- Born: September 2, 1971 (age 54) Épernay, Marne, France
- Occupation: Retired motocross and sand racer
- Teams: Yamaha, Honda, KTM

Championship titles
- Enduro du Touquet winner (1999, 2004, 2012, 2013); French Sand Racing Champion (2011, 2012, 2013);

= Jean-Claude Moussé =

French motocross and sand racer

Jean-Claude Moussé (2 September 1971-) is a retired French motorcycle racer and team manager who specialised in motocross and sand racing. He won the Enduro du Touquet four times and was a three time winner of the French Sand Racing Championship. Moussé is co-organiser of the Beach-Cross de Berck.

==Biography==
Moussé was born on 2 September 1971 in Épernay, Marne, France. He started riding motorcycles at age 11.

===Racing career===

Moussé started competitive riding in 1984 in the Flanders Motocross Championship where he was coached by French motocross rider Jean-Jacques Bruno.

Competing in the French Elite Motocross Championship, he finished 8th in 1994. He also entered the French Supercross Championship in the SX250 class where he finished 12th. In 1996 he moved up to the Motocross World Championship and was 35th in the 500 class. The next year he finished 29th in the World Clampionship and 3rd in the French Elite Championship. He also finished 5th in the Enduro du Touquet.

Moussé switched to Yamaha in 1998 and decided to concentrate on the sand racing and the French Elite Championship, where he finished 6th. He won the Rond'Europe à Fort-Mahon and was 5th at Le Touquet. In 1999 Moussé won the Enduro du Touquet, the Rond'Europe à Fort-Mahon and the Enduro des Baïnes. He also finished 3rd in the French Elite Championship.

Switching to four-stroke power for 2000 he suffered reliability problems and only managed 15th in the French Elite Championship. The following year he reverted to a two-stroke Yamaha and finished 2nd at Le Touquet. The 2002 and 2003 seasons failed to bring results, but a switch to Honda in 2004 resulted in Moussé winning his 2nd Enduropale ahead of teammate Timotei Potisek. He rode a KTM in 2005 but switched back to Honda in 2006.

He won the GURP TT de Grayan-et-l'Hôpital in 2010 and at the Enduropale whilst leading at the start of the final lap the clutch went on Moussé's bike. A quick repair in the pit enabled him to finish third. He won the Enduro del Verano that year. The following year he finished 2nd in the Enduropale, and won the Endurance des Lagunes de Saint-Léger de Balson, the GURP TT de Grayan-et-l'Hôpital and the French Sand Racing Championship.

Moussé switched back to Yamaha for 2012. That year's Enduropale was held under adverse conditions. A snowstorm had hit Le Touquet overnight and there was 100mm of snow on the beach. Although the snow was cleared from the course by the time the race started, the temperature was -5°C. Despite crashing twice in the final laps, Moussé took the win. The victory sealed his winning of the French Sand Racing Championship. The following year bad weather hit the Enduropale again, this time wind and rain. The winds caused the tide to come in faster than expected causing parts of the course to be under water and race was shortened by 50 minutes. Moussé was in the lead on the final lap and crashed just before the line and Milko Potisek took the flag. After an hour's deliberation the organisers decided that as the red flag had already been shown the results should be taken from the end of the previous lap, giving Moussé his fourth victory in the event. The victory secured his winning of the French Sand Racing Championship for the third year running.

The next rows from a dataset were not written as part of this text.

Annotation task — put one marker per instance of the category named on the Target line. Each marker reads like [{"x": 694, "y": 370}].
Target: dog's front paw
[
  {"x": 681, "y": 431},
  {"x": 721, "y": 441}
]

Also in 2013 Moussé competed in the Enduro Maya Marseille Maroc, a six day event with special stages starting in Marseille and then moving on to the Moroccan desert, including the dunes of Merzouga. Moussé was leading after the first day in Morocco and eventually finished third in the competition.

Now aged 44, Moussé announced his retirement at the end of 2015, stating that the 2016 Enduropale would be his last race. He finished the race 6th.

===Post-retirement===
After retiring from top-level riding, Moussé became head of the Off-Road Sports Program for Yamaha France until he stepped down in 2023. Moussé also started designing the course for the Beach-Cross de Berck, and in 2024 Moussé, along with Denis Guérin, promoter of the French Sand Racing Championship, took over organising the event.

Although retired from racing, Moussé continues to compete in the Vintage class at Le Touquet.